Dow 30,000 Milestone Taunts Bulls

Coronavirus anxiety has replaced trade war anxiety as the one-size-fits-all explanation for the stock-market’s bad days.  Wall Street initially thumbed its nose at the virus threat, staging a strong rally early last week even as the death toll mounted in China.  But when a few cases turned up in the U.S. and airlines started canceling flights in and out of China, investors took notice. Their anxiety became manifest in Friday’s 603-point decline in the Dow Industrials, and no one was suggesting the selloff was climactic. For unlike tariff anxiety, which rose or fell every time Trump tweeted on the subject, the path that coronavirus takes is unpredictable and could remain so until illnesses and deaths either start to taper off or become catastrophic. Will the stock market be able to bide its time, hovering somewhat beneath current levels, until the virus is better understood? That would be the optimistic scenario, especially since the economic fallout from coronavirus has already driven commodities, most significantly crude oil, sharply lower. This could spread more than mere ripples into the economy, since inflated oil prices underpin the global financial system’s hyper-leveraged store of collateral.

A Scary Place to Get Long

From a technical standpoint, it is troubling that the Dow’s seemingly invincible rally sputtered out without having reached the 29,757 target shown in the chart. This is close enough to the milestone number 30,000 that it should be considered magnetic. A case of ‘close but no cigar’?  Wall Street would be forever shamed if the greatest bull market of them all were to die just inches from so obvious and compelling a target.  It will remain viable nonetheless unless the pattern’s point ‘C’ low, 27,326, is exceeded to the downside. I should also mention that, under the rules of our trading system, the Dow would trigger a ‘mechanical’ buy at 27,934, stop 27,326. This would be a scary place to jump in, but that’s what the ‘mechanical’ set-up — one of five that we use to get long or short — was designed to handle. We won’t presume to know how things will turn out this week, but our inclination would be to sell into strength as long as the virus story appears to be waxing.

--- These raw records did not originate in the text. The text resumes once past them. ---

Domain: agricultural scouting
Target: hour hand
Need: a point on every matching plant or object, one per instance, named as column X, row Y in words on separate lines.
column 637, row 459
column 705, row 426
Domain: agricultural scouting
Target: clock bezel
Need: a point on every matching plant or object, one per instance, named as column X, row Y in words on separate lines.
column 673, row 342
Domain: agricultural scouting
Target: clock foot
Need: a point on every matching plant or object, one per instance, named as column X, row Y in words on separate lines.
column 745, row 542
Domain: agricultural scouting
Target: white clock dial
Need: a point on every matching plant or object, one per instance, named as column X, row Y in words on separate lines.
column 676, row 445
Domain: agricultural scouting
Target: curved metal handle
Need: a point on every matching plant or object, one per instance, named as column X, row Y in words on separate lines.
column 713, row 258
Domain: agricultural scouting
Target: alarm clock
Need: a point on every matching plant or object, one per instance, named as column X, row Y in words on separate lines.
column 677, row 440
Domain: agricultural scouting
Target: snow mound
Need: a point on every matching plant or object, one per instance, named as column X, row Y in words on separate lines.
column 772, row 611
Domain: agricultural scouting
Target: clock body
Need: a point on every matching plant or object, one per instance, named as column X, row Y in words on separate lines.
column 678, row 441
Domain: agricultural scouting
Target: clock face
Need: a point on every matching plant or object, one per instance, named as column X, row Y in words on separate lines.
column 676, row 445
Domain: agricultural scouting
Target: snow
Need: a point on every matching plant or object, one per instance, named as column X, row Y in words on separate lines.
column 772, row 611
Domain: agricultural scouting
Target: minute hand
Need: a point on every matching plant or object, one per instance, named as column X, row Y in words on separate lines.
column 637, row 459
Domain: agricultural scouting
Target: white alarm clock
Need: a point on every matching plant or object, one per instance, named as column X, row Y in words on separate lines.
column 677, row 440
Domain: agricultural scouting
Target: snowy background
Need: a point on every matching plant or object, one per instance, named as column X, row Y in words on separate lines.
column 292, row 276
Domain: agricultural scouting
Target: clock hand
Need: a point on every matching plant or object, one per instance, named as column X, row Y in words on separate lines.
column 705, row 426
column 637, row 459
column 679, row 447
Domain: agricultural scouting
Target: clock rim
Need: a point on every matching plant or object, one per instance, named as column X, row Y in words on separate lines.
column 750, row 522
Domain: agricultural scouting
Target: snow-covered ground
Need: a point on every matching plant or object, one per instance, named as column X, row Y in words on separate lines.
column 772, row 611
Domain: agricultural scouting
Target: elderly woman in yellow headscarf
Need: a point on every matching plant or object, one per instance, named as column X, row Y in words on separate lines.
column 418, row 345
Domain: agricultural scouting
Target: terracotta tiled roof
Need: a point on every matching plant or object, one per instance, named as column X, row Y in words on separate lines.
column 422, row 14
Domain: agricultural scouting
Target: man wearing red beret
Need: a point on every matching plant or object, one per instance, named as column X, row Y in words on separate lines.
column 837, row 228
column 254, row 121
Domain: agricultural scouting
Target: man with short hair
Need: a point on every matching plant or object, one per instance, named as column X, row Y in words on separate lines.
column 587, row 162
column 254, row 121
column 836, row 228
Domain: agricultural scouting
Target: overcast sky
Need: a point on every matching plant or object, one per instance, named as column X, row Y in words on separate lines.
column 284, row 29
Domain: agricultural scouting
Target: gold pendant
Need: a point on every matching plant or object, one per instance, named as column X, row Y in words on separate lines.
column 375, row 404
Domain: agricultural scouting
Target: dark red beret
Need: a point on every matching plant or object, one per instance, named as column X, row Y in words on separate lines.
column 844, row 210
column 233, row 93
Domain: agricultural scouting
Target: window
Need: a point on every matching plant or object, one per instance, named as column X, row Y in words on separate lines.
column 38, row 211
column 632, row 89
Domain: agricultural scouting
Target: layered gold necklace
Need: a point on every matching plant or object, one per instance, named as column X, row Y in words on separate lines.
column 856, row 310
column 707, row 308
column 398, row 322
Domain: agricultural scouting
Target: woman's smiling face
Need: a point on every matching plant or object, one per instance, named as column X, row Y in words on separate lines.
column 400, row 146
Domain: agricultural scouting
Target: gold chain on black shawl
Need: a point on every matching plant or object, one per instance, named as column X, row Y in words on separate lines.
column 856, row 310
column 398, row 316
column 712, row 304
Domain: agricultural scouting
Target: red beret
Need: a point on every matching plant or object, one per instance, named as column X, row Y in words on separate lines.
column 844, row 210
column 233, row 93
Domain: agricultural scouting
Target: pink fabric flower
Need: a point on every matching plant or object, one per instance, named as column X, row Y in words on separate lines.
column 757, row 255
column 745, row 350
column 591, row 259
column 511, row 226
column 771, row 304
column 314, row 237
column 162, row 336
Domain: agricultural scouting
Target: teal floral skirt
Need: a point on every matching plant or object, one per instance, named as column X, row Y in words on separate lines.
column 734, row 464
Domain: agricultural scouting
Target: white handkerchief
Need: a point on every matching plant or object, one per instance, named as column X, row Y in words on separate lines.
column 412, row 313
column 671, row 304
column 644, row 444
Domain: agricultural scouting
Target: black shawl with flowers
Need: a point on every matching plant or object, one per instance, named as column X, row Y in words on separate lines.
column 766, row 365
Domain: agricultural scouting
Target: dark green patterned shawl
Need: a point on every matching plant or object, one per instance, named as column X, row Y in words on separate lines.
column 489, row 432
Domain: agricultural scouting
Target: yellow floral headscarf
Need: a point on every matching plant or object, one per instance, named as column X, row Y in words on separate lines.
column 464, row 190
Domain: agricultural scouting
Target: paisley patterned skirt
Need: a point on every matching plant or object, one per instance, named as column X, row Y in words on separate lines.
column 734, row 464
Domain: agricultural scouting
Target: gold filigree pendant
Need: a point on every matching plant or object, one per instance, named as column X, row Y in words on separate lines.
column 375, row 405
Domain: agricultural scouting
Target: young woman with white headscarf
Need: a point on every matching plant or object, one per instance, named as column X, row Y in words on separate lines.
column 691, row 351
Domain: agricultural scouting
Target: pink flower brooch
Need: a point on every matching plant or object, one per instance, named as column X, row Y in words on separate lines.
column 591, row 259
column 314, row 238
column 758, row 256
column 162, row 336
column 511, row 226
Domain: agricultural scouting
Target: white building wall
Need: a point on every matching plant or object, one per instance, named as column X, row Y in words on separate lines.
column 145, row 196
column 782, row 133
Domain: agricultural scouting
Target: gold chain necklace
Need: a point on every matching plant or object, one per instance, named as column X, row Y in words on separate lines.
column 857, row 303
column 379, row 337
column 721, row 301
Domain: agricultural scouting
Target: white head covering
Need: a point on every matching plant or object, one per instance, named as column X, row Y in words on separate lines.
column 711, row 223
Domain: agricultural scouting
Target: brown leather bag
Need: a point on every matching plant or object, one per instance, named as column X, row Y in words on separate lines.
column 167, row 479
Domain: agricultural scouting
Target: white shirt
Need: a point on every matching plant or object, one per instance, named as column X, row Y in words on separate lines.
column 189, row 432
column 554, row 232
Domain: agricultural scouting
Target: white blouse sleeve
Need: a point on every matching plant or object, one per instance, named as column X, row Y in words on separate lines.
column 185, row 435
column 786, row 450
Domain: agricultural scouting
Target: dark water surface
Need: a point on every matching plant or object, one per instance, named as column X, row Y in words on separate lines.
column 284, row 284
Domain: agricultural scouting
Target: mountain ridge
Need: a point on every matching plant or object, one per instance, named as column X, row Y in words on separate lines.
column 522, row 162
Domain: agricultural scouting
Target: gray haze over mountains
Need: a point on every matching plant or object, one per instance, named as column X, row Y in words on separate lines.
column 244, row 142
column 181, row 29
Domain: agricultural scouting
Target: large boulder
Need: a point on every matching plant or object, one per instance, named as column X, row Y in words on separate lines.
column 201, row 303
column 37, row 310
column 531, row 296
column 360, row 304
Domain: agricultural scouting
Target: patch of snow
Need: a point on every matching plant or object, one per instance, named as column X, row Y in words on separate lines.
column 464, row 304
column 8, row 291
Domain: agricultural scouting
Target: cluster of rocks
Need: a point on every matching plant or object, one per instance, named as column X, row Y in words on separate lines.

  • Ben February 3, 2020, 1:10 am

    “[T]he path that coronavirus takes is unpredictable”

    I just looked at the Johns Hopkins tracker and noticed a small red dot, off the coast of west Africa. Don’t ask me how it happened, but there’s a case in the Canary Islands, of all places. What’s next, North Sentinel Island?!

    Anyway, some Thai doctors apparently came up with a recipe of drugs to treat this. While great news, there’s still plenty of very good reasons to continue with all due cautions and precautions. For example…

    1) To be given this treatment, you have to be in the hospital, which means you’re already in pretty bad shape!

    2) It takes a couple days to start working, during which time the patient is still at risk.

    3) Even after recovery, previously sick people remain infectious for an unknown duration. For more info, look up Dr. John Campbell, on YouTube, and watch his recent video “Coronaviurs, New Contagion Data”.

    4) Not-too-bright people tell me this can’t be a problem, but recent mask-buying experience tells me that global supply can face a strain of global demand. With cases in China still increasing rapidly, and with India having recently joined the party…

    So stay frosty, be wise, and stay alive!